Moody’s said among sukuk-issuing sovereigns in Southeast Asia, sovereign issuance contracted by three per cent year-on-year in Malaysia to reach US$19.5 billion despite slightly higher government stimulus spending following the reinstatement of pandemic-related restrictions.
In addition to mostly domestic sukuk issuances in ringgit, in April 2021 Malaysia tapped the international market for its first international sustainability sukuk, comprising US$800 million in 10-year trust certificates and US$500 million in 30-year trust certificates.
Globally, Moody’s said long-term sovereign sukuk issuance is set to drop to US$73 billion in 2022 and US$75 billion in 2023, from US$88 billion in 2021, including issuance by multilateral development banks.
“The decline in issuances will be driven by a number of factors including higher oil prices and recovering economic activity, both of which will boost government revenue and hence reduce financing requirements. We also expect lower government expenditures due to a decline in pandemic-related spending.

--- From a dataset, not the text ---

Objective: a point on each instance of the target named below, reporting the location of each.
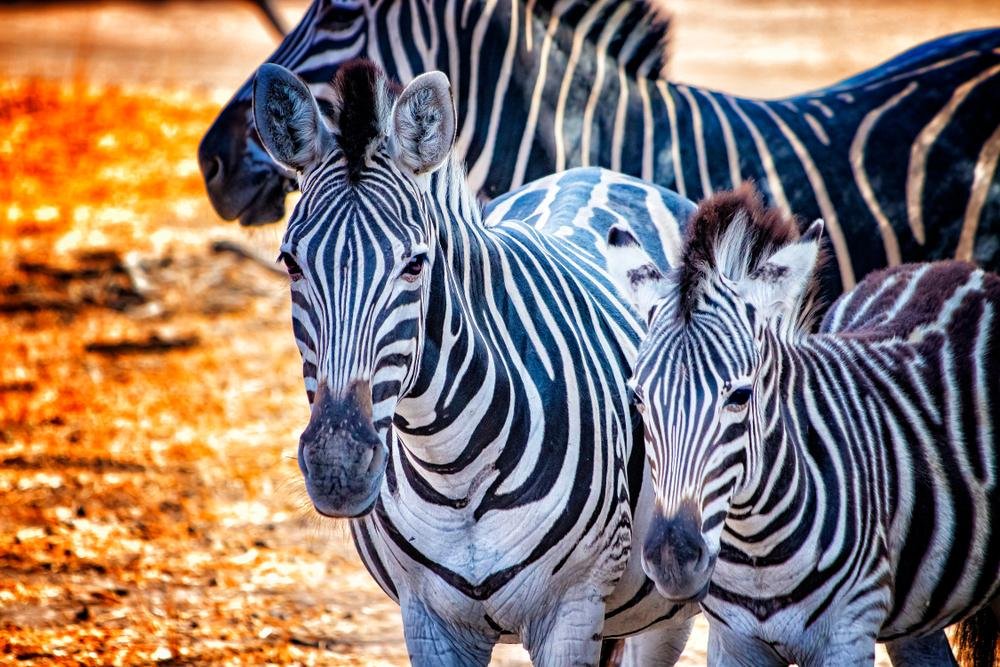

“As a result, we expect a further improvement of the fiscal positions for the major sukuk-issuing sovereigns,” it added.
Meanwhile, Moody’s said new entrants into the sovereign sukuk market presented a small upside risk to its issuance projections.
“The potential passage of Kuwait’s new public debt law and Egypt’s recent approval of the Sovereign Sukuk Law will support these countries’ sovereign sukuk issuances in the medium term,” it said.